# Task 0: Getting access to key files

In [None]:
from google.colab import drive
drive.mount('/content/drive')

!cp drive/MyDrive/larsoft_workshop_files/*.py .
!cp drive/MyDrive/larsoft_workshop_files/*.pt .
!cp drive/MyDrive/larsoft_workshop_files/*.gz .
!tar xzf images.tar.gz

# Task 1: Transfer learning for neutral current interaction classification

We'll start by importing all of the Python modules required for this notebook - there are numerous other modules used by supporting code, but we'll ignore those here. We only require direct  access to tools to allow us to copy model state, time our training runs, run various torch code and construct a ResNet.

In [None]:
import copy, time, torch, torchvision as tv

The files below come from the linked Google Drive and provide custom code to support these tutorials. If you're interested, feel free to look through them and ask questions about what they do, but a detailed understanding shouldn't be necessary for this tutorial

In [None]:
from data_utils import *
from helpers import *
from model_utils import *
from training_utils import *

The model we'll be using is based on a ResNet18 CNN. PyTorch already have this model defined via torchvision, so we don't need to construct it from scratch ourselves. It's also possible to request that PyTorch download and populate the model with weights determined from extensive training on ImageNet, though we won't do that here, because we'll be using a slightly different set of weights to get started.

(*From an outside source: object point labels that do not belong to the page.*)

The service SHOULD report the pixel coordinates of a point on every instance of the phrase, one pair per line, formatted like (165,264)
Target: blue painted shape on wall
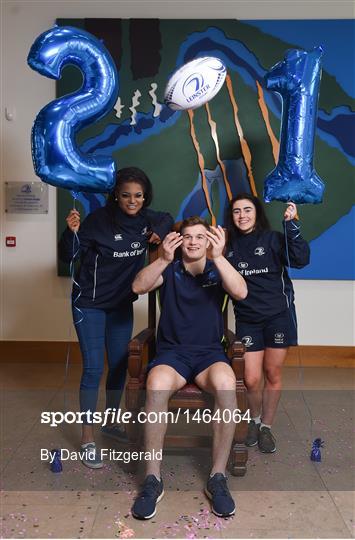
(338,243)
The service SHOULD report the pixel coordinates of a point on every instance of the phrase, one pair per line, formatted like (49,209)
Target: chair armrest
(141,349)
(236,352)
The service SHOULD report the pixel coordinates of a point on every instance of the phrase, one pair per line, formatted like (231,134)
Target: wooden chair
(142,350)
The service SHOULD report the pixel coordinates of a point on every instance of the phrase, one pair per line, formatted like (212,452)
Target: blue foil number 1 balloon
(297,80)
(56,157)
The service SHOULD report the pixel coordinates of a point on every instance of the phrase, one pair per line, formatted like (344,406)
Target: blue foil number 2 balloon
(297,80)
(57,159)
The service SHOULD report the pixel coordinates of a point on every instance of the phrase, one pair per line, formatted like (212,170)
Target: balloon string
(75,252)
(300,366)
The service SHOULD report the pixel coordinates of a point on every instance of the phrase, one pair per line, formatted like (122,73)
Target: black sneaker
(144,506)
(266,441)
(222,501)
(253,434)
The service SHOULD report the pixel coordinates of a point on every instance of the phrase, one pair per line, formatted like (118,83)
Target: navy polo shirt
(191,309)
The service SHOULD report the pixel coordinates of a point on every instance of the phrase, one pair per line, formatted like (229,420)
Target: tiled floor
(283,495)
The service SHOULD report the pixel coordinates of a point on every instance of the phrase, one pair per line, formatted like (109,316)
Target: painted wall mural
(198,160)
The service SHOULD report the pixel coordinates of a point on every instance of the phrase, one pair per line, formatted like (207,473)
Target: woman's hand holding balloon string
(290,212)
(73,220)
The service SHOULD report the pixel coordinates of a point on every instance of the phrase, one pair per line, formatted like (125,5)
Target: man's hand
(73,220)
(154,239)
(171,242)
(217,240)
(290,212)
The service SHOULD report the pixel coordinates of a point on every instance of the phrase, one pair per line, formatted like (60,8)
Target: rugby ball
(195,83)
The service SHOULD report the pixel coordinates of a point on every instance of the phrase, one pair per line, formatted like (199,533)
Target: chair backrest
(154,252)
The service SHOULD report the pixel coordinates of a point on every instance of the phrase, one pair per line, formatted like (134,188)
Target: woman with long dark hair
(112,242)
(266,320)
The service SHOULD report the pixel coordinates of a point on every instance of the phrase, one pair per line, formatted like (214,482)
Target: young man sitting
(189,348)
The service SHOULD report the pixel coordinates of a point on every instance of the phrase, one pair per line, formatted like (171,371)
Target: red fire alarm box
(11,241)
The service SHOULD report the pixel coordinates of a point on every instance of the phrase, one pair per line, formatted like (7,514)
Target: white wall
(34,301)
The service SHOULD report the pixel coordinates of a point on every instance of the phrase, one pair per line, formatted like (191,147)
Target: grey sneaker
(91,456)
(116,432)
(253,434)
(266,441)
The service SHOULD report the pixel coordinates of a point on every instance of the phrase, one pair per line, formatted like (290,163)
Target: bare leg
(219,380)
(163,381)
(253,376)
(87,434)
(273,361)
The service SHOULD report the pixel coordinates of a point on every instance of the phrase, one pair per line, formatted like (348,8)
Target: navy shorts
(277,332)
(188,361)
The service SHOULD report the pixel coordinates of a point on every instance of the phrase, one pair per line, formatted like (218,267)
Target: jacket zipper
(94,290)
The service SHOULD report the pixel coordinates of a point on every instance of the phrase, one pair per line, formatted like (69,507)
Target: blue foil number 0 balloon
(297,80)
(56,157)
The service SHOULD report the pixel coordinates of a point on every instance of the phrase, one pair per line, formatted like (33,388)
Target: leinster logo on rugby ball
(195,83)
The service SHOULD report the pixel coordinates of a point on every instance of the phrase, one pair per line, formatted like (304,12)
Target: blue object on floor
(56,465)
(316,453)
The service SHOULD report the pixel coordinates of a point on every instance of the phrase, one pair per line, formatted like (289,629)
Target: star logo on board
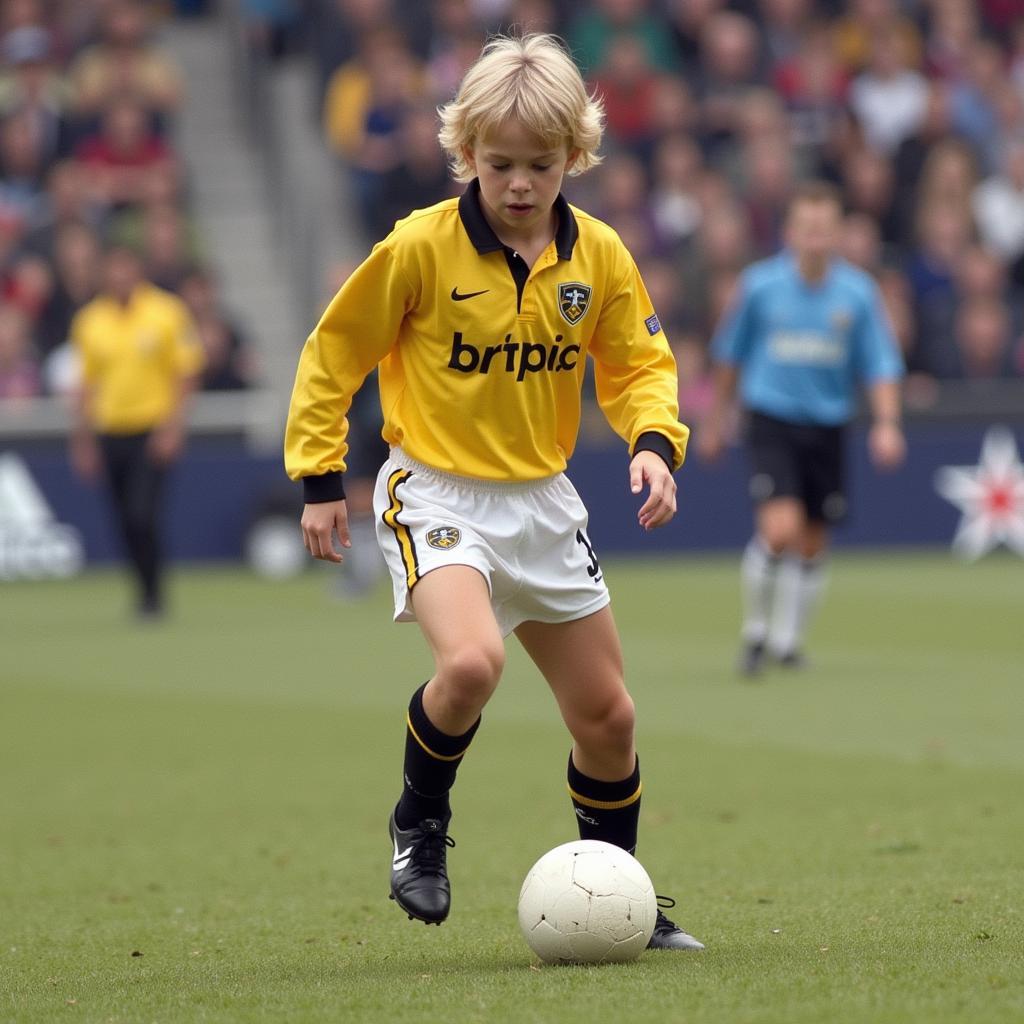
(990,496)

The following cell sets up the standard ResNet18 model and provides a summary description. As you can see, even the smallest ResNet has a large number of parameters.

In [None]:
model = tv.models.resnet18(pretrained=False)
model

A network has already been pretrained on charged current interactions that will form the base network that you will modify and tune throughout the tasks. However, if you tried to load the weights from this model now, it would fail. Why?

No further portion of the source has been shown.